Ride. Id expellet merdaceus homines (Litterally: smile. It will drive s**t people away)


----------



## ~ceLine~

Thank You!!


----------



## wonderment

~ceLine~ said:


> _Hey can you translate them into Latin please?
> Hi there, could you please translate these into Latin?
> _
> _*If what I live is a dream, don't awake me up never (please) .!
> If life is a dream, please don't ever wake me!
> 
> *It was a dream, I awoke up and it became to the end/it finished.
> It was a dream; I woke up and the dream ended.
> 
> *Reality can destroy the dream; why shouldn't the dream destroy reality?
> 
> *Smile--it scares the sh*t outta out of people._





Kuestenwache said:


> cum somnium est vivo, numquam me excita!
> 
> somnium erat, excitabam at finibatur
> 
> Subride. Omnes horret terret.
> Smile--it scares the sh*t out of people.





PacoBajito said:


> Si quod vivo somnium, noli me exciere.
> If life is a dream, please don't ever wake me!
> 
> Somnium erat, simul exciebam ac terminavit.
> It was a dream; I woke up and the dream ended.
> 
> Res potest somnium delere.
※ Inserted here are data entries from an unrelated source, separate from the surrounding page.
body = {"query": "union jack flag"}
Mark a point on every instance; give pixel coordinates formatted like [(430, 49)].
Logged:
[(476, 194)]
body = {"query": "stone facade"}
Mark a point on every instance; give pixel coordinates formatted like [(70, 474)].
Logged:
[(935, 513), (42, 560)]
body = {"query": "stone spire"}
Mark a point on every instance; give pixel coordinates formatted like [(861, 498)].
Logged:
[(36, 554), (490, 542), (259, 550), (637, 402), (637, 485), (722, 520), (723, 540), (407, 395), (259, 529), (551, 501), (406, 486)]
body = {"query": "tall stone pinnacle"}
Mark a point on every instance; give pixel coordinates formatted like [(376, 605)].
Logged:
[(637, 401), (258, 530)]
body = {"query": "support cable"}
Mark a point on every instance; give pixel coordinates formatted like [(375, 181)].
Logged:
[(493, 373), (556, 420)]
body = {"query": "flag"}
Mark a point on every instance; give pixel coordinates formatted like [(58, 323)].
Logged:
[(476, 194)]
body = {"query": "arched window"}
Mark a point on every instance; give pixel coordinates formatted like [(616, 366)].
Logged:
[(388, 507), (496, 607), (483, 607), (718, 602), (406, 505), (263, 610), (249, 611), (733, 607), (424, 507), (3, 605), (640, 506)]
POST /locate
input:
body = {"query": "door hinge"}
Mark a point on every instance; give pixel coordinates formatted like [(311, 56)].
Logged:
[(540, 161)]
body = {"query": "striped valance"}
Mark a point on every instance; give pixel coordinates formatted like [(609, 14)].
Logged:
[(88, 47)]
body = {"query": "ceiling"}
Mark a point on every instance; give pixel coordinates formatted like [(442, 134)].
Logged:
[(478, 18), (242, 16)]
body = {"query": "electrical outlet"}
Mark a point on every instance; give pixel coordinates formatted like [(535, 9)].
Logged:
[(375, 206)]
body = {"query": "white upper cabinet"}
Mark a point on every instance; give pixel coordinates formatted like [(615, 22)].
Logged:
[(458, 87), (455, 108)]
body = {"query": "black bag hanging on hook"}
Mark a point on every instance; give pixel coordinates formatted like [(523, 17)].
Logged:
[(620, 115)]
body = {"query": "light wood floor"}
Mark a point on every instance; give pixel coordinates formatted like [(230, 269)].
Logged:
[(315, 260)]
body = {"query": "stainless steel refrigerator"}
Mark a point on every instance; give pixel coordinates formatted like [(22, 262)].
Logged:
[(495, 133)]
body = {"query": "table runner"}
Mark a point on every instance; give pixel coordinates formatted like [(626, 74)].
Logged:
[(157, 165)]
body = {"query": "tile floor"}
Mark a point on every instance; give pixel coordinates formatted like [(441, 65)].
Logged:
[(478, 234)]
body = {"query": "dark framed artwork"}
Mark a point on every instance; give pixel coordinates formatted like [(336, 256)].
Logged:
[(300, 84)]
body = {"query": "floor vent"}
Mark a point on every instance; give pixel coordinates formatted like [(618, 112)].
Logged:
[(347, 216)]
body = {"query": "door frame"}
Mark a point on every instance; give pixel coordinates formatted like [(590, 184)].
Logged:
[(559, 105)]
Ergo, cur somnium delere rem non potuisset?
> Reality can destroy the dream; why shouldn't the dream destroy reality?



PacoBajito, if you don't mark the incorrect sentences, how will people know that they made mistakes?


----------



## PacoBajito

wonderment said:


> PacoBajito, if you don't mark the incorrect sentences, how will people know that they made mistakes?



It just seemed a bit rude to me, even if they were actually very incorrect


----------



## ~ceLine~

Thaaank youuu!! 

.. and a last question .. How to say "please" in Latin?


----------



## PacoBajito

It dipends. I need the context.

Thanks is "tibi gratias ago" litteraly "to you thanks I give"


----------



## ~ceLine~

Tibi gratias ago! =)


----------